GRAND RAPIDS, Mich. (WOOD) — John Ball Zoo in Grand Rapids, the Haddad Lab at Michigan State University and the U.S. Fish & Wildlife Service joined forces Wednesday to cut the ribbon on a new breeding facility to try to save a critically endangered butterfly.
The zoo now holds two hoop houses dedicated to the Poweshiek skipperling. The butterflies were once found in the prairielands across most of the Midwest. However, over the last 20 years, the insect has virtually disappeared, now only found in the wild in a few stretches of land in southeastern Michigan and one site in Manitoba, Canada.

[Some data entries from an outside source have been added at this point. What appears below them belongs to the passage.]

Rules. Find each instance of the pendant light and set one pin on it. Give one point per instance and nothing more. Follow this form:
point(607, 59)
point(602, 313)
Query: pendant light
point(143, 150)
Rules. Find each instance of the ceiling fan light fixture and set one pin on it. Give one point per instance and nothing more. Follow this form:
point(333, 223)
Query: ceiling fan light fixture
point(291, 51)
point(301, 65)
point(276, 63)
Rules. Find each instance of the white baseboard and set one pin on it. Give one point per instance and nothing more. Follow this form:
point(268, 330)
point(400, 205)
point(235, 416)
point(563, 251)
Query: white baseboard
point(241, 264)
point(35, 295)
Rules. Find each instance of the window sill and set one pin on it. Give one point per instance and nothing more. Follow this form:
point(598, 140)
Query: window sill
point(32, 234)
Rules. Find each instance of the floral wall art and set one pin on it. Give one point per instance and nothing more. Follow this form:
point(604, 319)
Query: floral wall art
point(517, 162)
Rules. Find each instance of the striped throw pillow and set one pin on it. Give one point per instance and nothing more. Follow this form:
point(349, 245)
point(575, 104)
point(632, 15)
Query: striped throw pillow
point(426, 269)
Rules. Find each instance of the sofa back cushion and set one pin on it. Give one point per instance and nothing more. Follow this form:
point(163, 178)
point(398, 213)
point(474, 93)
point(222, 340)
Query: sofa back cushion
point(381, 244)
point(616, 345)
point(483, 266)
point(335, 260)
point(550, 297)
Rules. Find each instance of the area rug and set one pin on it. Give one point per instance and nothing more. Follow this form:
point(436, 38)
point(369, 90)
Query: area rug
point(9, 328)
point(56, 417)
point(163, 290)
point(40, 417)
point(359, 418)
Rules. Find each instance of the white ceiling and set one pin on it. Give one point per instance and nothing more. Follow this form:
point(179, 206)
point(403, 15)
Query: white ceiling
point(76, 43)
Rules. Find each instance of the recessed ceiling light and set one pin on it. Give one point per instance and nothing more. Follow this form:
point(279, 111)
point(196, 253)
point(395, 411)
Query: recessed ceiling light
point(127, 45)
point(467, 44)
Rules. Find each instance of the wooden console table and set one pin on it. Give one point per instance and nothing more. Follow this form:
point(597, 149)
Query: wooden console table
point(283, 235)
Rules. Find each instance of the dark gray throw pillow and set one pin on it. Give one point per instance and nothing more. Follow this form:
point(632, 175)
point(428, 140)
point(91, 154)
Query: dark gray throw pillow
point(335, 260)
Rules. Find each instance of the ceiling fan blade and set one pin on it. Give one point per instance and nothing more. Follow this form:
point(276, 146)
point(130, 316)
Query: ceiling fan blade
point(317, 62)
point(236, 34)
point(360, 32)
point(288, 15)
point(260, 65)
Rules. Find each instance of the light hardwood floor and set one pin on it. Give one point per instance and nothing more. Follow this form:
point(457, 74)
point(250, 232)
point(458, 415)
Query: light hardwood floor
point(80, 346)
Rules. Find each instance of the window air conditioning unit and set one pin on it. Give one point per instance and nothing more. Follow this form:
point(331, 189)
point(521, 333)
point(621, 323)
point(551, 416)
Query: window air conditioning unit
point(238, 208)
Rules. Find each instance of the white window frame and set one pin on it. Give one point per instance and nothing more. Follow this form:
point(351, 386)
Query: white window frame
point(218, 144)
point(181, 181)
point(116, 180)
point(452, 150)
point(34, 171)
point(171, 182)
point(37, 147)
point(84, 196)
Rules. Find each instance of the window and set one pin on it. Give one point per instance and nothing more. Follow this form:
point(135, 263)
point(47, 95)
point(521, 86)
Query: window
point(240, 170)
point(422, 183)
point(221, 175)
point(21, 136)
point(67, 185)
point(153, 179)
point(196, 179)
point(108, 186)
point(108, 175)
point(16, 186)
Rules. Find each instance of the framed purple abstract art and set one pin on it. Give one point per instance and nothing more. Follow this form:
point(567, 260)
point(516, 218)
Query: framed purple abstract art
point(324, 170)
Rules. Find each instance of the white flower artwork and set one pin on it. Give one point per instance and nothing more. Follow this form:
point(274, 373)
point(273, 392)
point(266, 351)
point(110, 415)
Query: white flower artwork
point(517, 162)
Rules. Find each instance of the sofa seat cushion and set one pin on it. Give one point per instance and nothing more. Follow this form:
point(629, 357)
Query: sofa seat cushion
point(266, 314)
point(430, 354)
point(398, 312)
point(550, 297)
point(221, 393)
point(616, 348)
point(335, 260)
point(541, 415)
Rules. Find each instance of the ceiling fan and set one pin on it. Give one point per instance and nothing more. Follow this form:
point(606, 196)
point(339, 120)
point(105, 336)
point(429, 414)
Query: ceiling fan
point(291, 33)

Conservationists estimate there are only a few hundred left in the wild.
“To put that in perspective, there are about 10 times as many giant pandas,” Bill Flanagan, John Ball Zoo’s conservation manager, said in a release.
The Poweshiek skipperling was added to the Endangered Species List in 2014. In 2019, MSU’s Haddad Lab invited the John Ball Zoo to join the fight. Now, the lab and the Fish & Wildlife Service are working with three zoos to house breeding programs to rebuild the skipperling population, including the Minnesota Zoo and the Assiniboine Park Zoo in Winnipeg.
Dave Pavlik, a research assistant with MSU’s Haddad Lab, said researchers were able to gather enough caterpillars to create an insurance population, a group that they could remove from the wild to help the skipperlings repopulate.
“There may be more caterpillars in the breeding program now than in the wild,” Pavlik said. “That will mean huge increases in the number of butterflies available to release in the wild and breed in captivity.”
Conservationists believe habitat loss and pesticides have made the biggest impact on the butterflies, but threats triggered by climate change, pathogens and the skipperling’s genetic pool also have played a part.
The John Ball Zoo and Minnesota Zoo have more than 200 caterpillars in their care. Those caterpillars are being introduced to their hoop houses in the coming days. If all goes according to plan and the caterpillars can mature into butterflies, Pavlik estimates the program could release an additional 100 skipperlings back into the wild this summer.